Княжна побледнела. Мы смотрели друг другу в глаза — серо-голубые штормовые против моих тёмных. Напряжение можно было резать ножом.
— Ты правда думаешь, они придут? — наконец, спросила она тише.
— Уверен. Кто-то или что-то направляет их. И когда покажется настоящая угроза, мне нужны будут твои лучшие бойцы в полной готовности.
Княжна закрыла глаза, борясь с собой. Когда открыла — в них читалось решение:
— Хорошо. Я приму твоё решение. Но, Прохор… — она схватила меня за предплечье, — если ты ошибаешься, если мои люди сидят без дела, пока другие гибнут зря…
— Тогда вся ответственность на мне, — закончил я. — Как и должно быть. Я воевода, Ярослава. Каждая смерть — и так на моей совести. Доверься мне, княжна. У меня есть план.
Она прищурилась, изучая моё лицо. Потом резко развернулась:
— Надеюсь, ты знаешь, что делаешь, Платонов.

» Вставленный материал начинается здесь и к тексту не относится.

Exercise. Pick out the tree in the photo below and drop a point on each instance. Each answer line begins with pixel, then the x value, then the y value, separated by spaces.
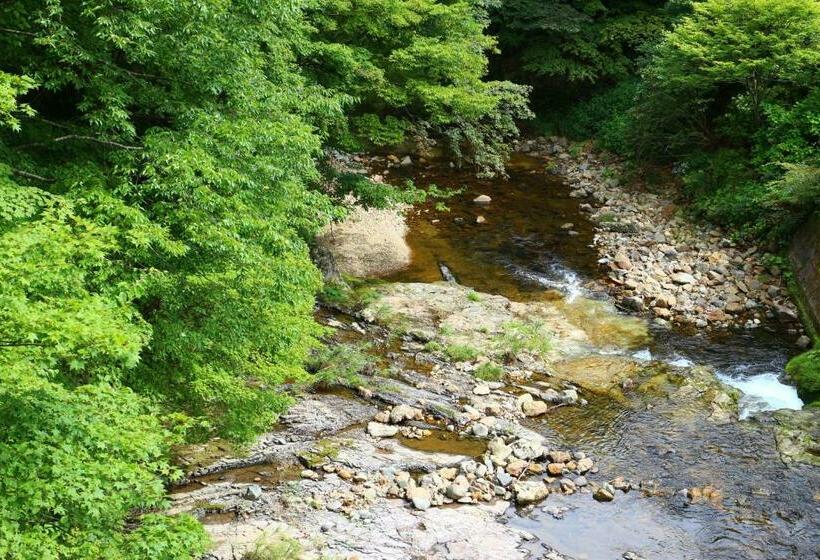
pixel 416 69
pixel 732 91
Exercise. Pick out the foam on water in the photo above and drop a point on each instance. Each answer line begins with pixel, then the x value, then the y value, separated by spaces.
pixel 559 278
pixel 763 392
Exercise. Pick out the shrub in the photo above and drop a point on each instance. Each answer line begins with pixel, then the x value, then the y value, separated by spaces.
pixel 489 371
pixel 805 371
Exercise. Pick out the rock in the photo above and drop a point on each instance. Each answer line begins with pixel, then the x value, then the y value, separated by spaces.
pixel 559 456
pixel 377 429
pixel 622 262
pixel 534 408
pixel 252 492
pixel 480 430
pixel 459 488
pixel 528 492
pixel 605 493
pixel 404 412
pixel 634 303
pixel 683 278
pixel 555 469
pixel 516 467
pixel 421 497
pixel 481 390
pixel 309 474
pixel 503 477
pixel 499 450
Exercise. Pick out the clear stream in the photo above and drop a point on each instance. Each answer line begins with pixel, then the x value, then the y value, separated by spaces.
pixel 767 511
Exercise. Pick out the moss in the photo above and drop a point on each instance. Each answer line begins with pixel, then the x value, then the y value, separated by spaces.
pixel 321 453
pixel 805 371
pixel 275 547
pixel 489 371
pixel 461 352
pixel 209 507
pixel 519 336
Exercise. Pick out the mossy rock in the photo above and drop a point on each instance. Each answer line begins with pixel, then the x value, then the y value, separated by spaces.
pixel 805 371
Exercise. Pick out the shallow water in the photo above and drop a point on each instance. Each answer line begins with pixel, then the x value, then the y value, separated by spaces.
pixel 767 511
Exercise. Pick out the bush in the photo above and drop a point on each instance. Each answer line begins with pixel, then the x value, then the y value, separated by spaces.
pixel 805 371
pixel 731 93
pixel 489 371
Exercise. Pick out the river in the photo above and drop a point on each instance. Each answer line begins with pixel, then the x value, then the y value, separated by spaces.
pixel 522 250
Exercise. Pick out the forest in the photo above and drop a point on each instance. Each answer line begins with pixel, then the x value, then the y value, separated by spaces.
pixel 162 179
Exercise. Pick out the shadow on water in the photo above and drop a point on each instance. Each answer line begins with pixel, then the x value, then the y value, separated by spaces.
pixel 767 511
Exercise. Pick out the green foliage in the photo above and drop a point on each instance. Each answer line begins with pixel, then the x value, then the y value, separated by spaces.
pixel 604 116
pixel 75 465
pixel 805 371
pixel 276 547
pixel 732 93
pixel 524 336
pixel 489 371
pixel 338 364
pixel 415 68
pixel 461 352
pixel 577 41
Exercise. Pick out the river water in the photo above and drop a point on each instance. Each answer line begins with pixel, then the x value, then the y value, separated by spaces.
pixel 766 510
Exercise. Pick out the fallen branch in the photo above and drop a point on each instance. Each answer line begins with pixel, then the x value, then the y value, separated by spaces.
pixel 98 140
pixel 31 175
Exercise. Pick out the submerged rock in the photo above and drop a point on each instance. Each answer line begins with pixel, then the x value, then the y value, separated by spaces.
pixel 377 429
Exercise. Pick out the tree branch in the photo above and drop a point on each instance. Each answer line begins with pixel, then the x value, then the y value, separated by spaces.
pixel 98 140
pixel 18 32
pixel 31 175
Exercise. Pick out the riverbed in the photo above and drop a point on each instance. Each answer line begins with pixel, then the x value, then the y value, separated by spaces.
pixel 531 242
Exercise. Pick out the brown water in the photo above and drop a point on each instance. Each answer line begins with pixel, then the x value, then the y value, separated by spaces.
pixel 768 510
pixel 446 442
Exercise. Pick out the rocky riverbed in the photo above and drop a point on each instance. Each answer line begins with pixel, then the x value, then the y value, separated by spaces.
pixel 663 264
pixel 353 486
pixel 524 425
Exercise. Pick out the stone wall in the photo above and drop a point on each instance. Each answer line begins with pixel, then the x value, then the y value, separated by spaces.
pixel 805 257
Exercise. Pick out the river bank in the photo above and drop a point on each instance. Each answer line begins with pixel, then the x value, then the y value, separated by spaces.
pixel 485 424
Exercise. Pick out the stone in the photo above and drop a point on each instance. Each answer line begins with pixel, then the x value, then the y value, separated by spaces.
pixel 634 303
pixel 309 474
pixel 584 465
pixel 622 261
pixel 559 456
pixel 683 278
pixel 528 492
pixel 377 429
pixel 252 492
pixel 503 477
pixel 605 493
pixel 516 467
pixel 534 408
pixel 459 488
pixel 499 450
pixel 420 497
pixel 404 412
pixel 555 469
pixel 480 430
pixel 481 390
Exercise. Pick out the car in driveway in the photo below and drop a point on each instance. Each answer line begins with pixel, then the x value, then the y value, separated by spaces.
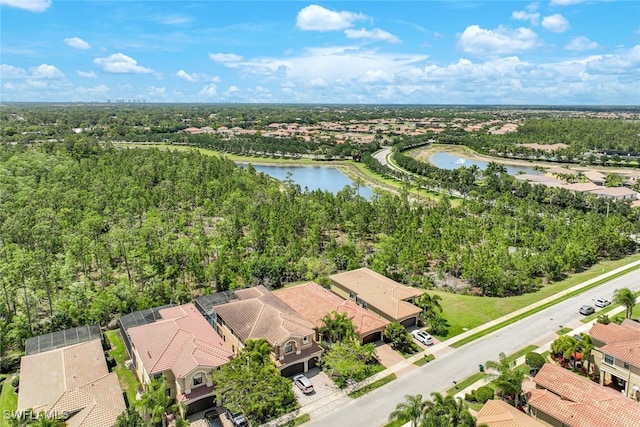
pixel 303 383
pixel 587 310
pixel 422 337
pixel 213 418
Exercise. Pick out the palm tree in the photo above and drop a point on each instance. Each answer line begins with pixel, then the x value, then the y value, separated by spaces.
pixel 430 305
pixel 410 410
pixel 155 400
pixel 587 346
pixel 626 297
pixel 510 377
pixel 337 327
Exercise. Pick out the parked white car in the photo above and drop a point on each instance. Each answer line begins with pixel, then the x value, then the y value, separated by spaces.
pixel 602 302
pixel 423 337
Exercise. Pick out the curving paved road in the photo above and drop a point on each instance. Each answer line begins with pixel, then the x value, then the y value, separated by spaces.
pixel 540 328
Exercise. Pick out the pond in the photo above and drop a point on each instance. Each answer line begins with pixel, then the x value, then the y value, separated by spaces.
pixel 314 178
pixel 451 161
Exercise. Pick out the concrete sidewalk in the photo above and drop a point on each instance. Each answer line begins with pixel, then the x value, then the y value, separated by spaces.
pixel 579 329
pixel 339 398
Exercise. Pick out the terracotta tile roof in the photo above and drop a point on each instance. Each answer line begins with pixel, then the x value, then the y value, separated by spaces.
pixel 380 292
pixel 614 333
pixel 72 379
pixel 263 316
pixel 314 302
pixel 181 341
pixel 497 413
pixel 579 402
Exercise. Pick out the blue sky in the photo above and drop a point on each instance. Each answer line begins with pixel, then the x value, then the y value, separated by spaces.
pixel 557 52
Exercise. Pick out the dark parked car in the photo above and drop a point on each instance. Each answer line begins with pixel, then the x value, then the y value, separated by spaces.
pixel 587 310
pixel 303 383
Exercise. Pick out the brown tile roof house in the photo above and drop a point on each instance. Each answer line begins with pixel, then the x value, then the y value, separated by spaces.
pixel 616 193
pixel 616 355
pixel 567 399
pixel 74 380
pixel 379 294
pixel 259 314
pixel 185 348
pixel 498 413
pixel 314 302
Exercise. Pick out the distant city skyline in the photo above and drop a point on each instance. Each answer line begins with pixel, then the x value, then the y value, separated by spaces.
pixel 557 52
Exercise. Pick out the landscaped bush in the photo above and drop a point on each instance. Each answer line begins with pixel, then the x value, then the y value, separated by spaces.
pixel 534 360
pixel 483 394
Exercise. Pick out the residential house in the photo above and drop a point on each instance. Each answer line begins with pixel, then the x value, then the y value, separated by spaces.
pixel 615 193
pixel 498 413
pixel 179 343
pixel 565 399
pixel 386 298
pixel 257 314
pixel 71 383
pixel 314 302
pixel 616 355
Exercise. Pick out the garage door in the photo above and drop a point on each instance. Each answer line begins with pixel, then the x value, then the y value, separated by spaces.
pixel 376 336
pixel 409 322
pixel 201 405
pixel 292 370
pixel 313 363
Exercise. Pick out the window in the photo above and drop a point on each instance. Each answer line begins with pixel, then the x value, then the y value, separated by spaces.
pixel 288 348
pixel 197 379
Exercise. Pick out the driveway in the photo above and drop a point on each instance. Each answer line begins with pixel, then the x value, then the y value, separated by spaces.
pixel 373 409
pixel 322 386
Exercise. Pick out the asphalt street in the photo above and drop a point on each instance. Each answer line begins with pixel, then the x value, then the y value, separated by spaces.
pixel 373 409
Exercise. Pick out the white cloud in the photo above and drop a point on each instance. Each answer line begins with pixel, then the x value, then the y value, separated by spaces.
pixel 197 77
pixel 46 71
pixel 377 76
pixel 502 40
pixel 11 72
pixel 88 75
pixel 209 91
pixel 231 91
pixel 555 23
pixel 317 18
pixel 565 2
pixel 522 15
pixel 119 63
pixel 581 44
pixel 375 34
pixel 30 5
pixel 77 43
pixel 225 57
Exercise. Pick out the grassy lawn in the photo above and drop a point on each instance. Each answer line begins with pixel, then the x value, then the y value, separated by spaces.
pixel 374 385
pixel 8 400
pixel 470 380
pixel 128 380
pixel 464 312
pixel 426 359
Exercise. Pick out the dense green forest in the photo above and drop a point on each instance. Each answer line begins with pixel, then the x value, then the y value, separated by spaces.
pixel 89 232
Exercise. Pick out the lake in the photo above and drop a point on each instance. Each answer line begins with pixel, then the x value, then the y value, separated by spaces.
pixel 451 161
pixel 314 178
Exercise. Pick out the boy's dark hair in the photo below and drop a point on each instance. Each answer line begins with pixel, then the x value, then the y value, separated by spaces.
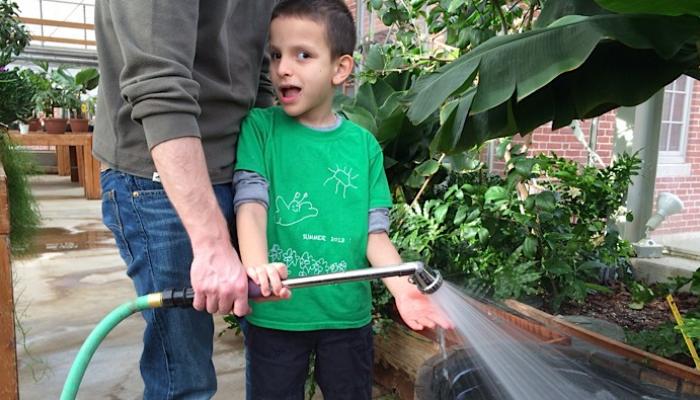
pixel 333 14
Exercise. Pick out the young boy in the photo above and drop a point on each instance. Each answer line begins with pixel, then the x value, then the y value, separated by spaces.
pixel 311 194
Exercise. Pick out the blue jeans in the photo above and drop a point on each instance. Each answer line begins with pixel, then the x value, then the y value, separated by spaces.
pixel 277 362
pixel 176 359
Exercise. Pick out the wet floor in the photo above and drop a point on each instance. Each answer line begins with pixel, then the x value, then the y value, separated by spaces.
pixel 74 277
pixel 61 240
pixel 71 279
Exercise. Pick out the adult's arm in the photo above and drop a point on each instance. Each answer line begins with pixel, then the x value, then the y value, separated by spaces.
pixel 157 39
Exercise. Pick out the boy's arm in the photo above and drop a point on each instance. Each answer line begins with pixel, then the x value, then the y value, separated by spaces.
pixel 416 309
pixel 251 226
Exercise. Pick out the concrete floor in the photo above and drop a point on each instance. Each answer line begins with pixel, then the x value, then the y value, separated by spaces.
pixel 62 291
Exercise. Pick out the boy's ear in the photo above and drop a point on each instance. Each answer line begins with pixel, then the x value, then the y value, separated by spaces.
pixel 343 68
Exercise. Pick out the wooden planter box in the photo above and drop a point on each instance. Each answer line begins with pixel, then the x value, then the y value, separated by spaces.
pixel 401 354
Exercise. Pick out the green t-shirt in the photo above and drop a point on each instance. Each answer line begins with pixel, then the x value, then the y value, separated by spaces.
pixel 322 186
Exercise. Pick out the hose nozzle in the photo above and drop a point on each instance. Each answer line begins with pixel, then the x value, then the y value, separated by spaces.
pixel 427 280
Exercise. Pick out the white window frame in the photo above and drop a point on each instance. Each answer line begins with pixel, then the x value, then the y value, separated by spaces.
pixel 678 157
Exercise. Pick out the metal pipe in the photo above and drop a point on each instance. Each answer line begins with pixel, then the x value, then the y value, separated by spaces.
pixel 363 274
pixel 427 281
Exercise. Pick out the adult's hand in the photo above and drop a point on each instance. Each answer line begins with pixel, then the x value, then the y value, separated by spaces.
pixel 219 280
pixel 217 276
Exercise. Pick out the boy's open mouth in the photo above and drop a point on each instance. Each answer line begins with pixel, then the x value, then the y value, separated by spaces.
pixel 289 93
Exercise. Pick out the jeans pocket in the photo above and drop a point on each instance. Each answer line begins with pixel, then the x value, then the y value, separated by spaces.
pixel 159 220
pixel 112 220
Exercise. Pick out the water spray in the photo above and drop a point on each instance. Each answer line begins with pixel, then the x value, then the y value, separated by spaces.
pixel 425 279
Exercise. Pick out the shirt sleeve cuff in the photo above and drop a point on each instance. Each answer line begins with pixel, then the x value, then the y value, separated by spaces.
pixel 163 127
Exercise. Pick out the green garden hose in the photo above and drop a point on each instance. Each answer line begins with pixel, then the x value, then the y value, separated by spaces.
pixel 75 376
pixel 427 281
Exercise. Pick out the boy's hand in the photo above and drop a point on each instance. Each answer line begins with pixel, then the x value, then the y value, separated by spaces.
pixel 418 312
pixel 269 277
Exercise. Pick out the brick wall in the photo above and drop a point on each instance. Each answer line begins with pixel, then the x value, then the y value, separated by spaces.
pixel 563 143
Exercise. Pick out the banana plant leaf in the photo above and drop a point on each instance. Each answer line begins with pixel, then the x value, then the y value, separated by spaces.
pixel 576 67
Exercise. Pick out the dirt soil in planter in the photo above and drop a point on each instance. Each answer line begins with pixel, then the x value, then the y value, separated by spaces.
pixel 614 307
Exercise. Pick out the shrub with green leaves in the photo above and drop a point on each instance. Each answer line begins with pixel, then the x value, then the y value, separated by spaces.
pixel 24 214
pixel 556 243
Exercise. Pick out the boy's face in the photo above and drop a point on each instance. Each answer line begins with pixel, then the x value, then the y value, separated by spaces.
pixel 302 70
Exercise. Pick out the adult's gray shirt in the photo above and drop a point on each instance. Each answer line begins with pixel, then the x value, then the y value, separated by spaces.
pixel 178 68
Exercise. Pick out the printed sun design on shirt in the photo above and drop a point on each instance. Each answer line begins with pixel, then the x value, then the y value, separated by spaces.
pixel 342 177
pixel 294 211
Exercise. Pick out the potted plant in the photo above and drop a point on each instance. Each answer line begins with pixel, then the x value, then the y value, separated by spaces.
pixel 39 84
pixel 51 99
pixel 17 94
pixel 74 88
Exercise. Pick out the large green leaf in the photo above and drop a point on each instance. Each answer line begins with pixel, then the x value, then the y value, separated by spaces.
pixel 577 67
pixel 659 7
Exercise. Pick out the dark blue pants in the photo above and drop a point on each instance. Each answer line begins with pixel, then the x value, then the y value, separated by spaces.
pixel 177 344
pixel 278 363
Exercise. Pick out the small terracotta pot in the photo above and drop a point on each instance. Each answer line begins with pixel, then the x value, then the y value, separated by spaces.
pixel 34 125
pixel 55 125
pixel 78 125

Засекина активировала заклинание и умчалась обратно на южную стену. Я проводил её взглядом и вернулся к управлению обороной. Она не понимала. Профессиональные наёмники — это мой козырь, который нельзя разменивать на рядовых Бездушных.
— Северный сектор, усилить огонь! — скомандовал я в амулет. — Оптическая башня, перенести луч на северо-восточный участок!
Битва продолжалась. Спринклерная система шипела, распыляя едкую смесь. Луч Светобоя выжигал новые полосы в рядах атакующих. Защитники Угрюма держались.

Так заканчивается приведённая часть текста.